Aflatoxins are highly toxic substances produced by many species of Aspergillus fungi.
Aflatoxins can contaminate corn, peanuts, cotton, and other crops, and at high doses they threaten the health of people, pets, fish, livestock, and other animals.
They have been known to cause acute and chronic liver injury and liver cancer.
But not all Aspergillus fungi produce aflatoxins; some strains are considered beneficial.
Agricultural Research Service (ARS) scientists are using helpful Aspergillus species to prevent harmful ones from contaminating crops like corn.
Aflatoxin is a chronic problem in the southern United States, says plant pathologist Hamed Abbas, with ARS’s Biological Control of Pests Research Unit in Stoneville, Mississippi. Estimates of economic losses due to aflatoxin contamination vary.
In the United States, annual loss estimates range up to more than $200 million for corn and $500 million for corn, peanuts, and other crops combined.
U.S. Food and Drug Administration regulations prohibit the sale of corn or any other grain that contains more than 20 parts per billion of aflatoxin.
Grain that exceeds this level cannot be used for human or animal consumption.
In earlier research, published in Crop Protection in 2011, Abbas, other ARS scientists, and collaborator Cesare Accinelli with the University of Bologna, Italy, encapsulated a nontoxic, beneficial strain of Aspergillus in granules of bioplastic — a biodegradable plastic derived from organic substances rather than petroleum.

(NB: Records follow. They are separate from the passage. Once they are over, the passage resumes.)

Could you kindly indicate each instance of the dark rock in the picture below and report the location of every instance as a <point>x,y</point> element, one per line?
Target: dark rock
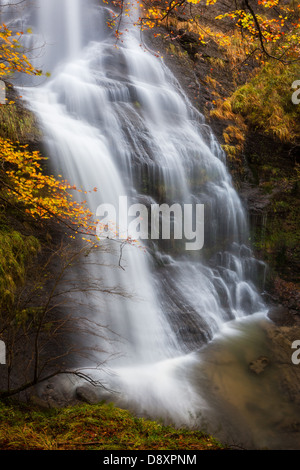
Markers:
<point>278,314</point>
<point>87,394</point>
<point>259,365</point>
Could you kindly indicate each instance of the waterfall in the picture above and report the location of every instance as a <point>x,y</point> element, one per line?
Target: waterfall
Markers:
<point>115,118</point>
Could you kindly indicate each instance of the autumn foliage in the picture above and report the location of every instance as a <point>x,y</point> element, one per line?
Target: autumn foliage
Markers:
<point>41,196</point>
<point>23,180</point>
<point>268,27</point>
<point>12,56</point>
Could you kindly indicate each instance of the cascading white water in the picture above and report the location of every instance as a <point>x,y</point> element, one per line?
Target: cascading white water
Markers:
<point>116,119</point>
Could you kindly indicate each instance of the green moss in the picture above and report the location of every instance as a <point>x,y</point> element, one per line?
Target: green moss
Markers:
<point>97,427</point>
<point>265,101</point>
<point>17,123</point>
<point>15,252</point>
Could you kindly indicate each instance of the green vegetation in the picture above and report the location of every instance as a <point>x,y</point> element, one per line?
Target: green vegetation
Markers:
<point>91,427</point>
<point>265,101</point>
<point>16,252</point>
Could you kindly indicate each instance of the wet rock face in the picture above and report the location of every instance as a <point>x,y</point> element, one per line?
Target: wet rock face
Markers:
<point>259,365</point>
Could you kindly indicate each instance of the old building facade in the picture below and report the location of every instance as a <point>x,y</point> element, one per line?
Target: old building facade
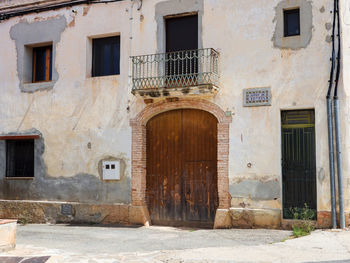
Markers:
<point>197,112</point>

The granules worked well in reducing aflatoxins when spread onto soil in the furrows between waist-high corn plants. However, growers needed a more efficient and effective method of delivering the beneficial Aspergillus.

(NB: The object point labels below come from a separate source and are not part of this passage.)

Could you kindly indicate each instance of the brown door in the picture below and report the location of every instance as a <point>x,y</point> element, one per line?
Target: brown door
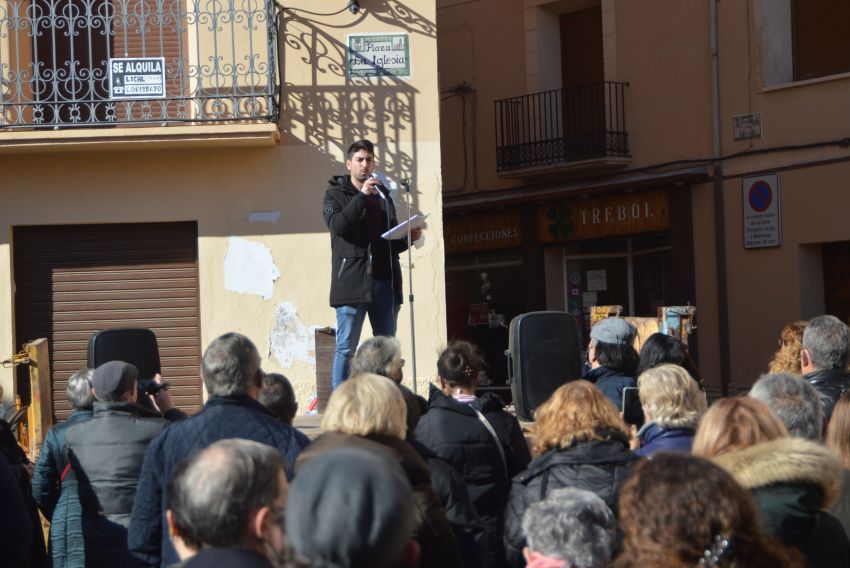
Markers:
<point>73,280</point>
<point>583,75</point>
<point>836,279</point>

Recently, Abbas and Accinelli developed a sprayable biodegradable formulation that makes it easier to apply beneficial agents to soil, plants, and seeds.

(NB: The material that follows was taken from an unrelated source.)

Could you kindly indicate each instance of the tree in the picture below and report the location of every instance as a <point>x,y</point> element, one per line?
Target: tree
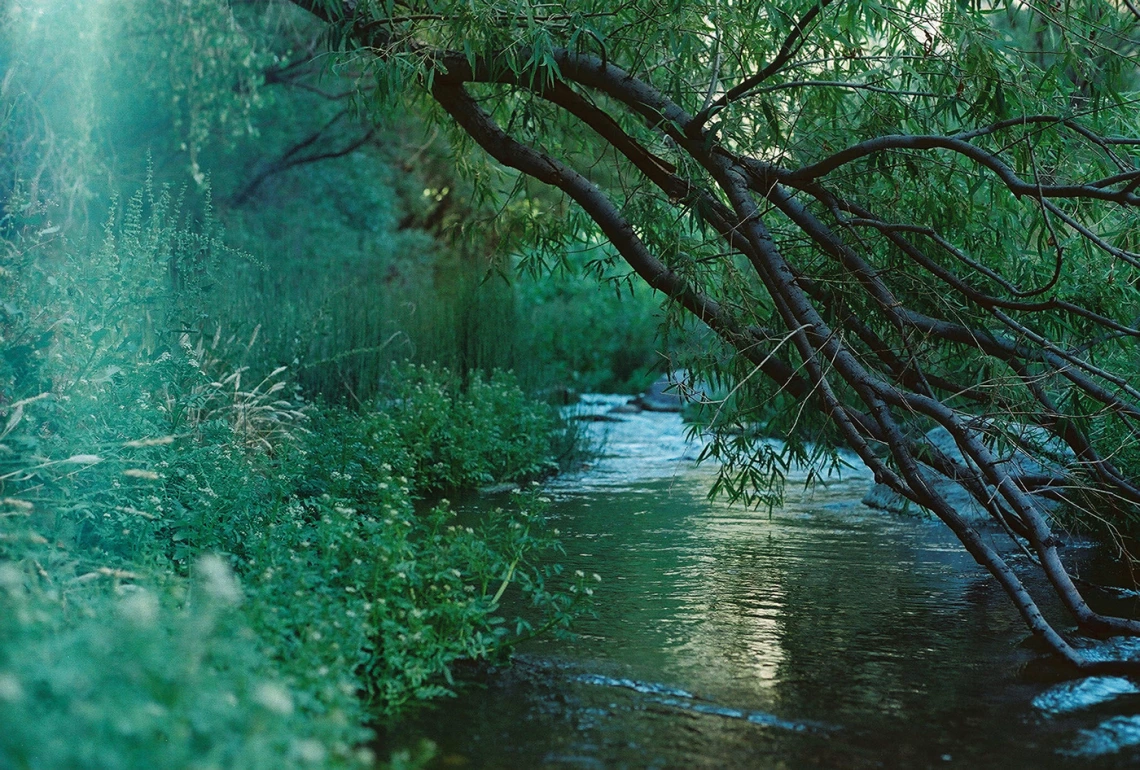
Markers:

In studies, published in Pest Management Science in 2016 and the Journal of Agricultural and Food Chemistry in 2017, aflatoxin contamination of corn was reduced by 97 percent using this system.
“With the sprayable method, we don’t have to put the beneficial fungus or spore on a granule of bioplastic,” Abbas says. “We melt the bioplastic into a liquid, mix in the biological control agent — a nontoxic, beneficial Aspergillus in this case — and then spray it on the plants or coat the seeds with it.”
Other formulations and approaches are helpful in controlling aflatoxins, but there is no silver bullet for commercial use, Abbas says. Biological control is the most effective so far.
“The beauty of the bioplastic is that it’s made of cornstarch, which is sticky,” he adds. “There’s no need to add other materials to make it stick to the plant or seed.
Secondly, it provides nutrition for the beneficial microbes, because cornstarch is rich in carbon and energy.
Thirdly, bioplastic can deliver the biological control agent to protect the plant from bad pathogens.”
Another advantage of the bioplastic is that it can be delivered in one application in any form — granule, liquid, spray, or seed coating, Abbas adds. It is inexpensive, has a long shelf life, and is easy to apply.
This technology has other potential commercial applications, Abbas notes.
In experiments, other microbial biocontrol agents have significantly reduced damage caused by the European corn borer in corn and the tarnished plant bug in cotton.
In addition, this technology has the potential to protect seeds from soilborne pathogens, thereby reducing damping-off disease in tomato plants.
ARS has received a patent on its bioplastic technology, which has been licensed by a commercial company.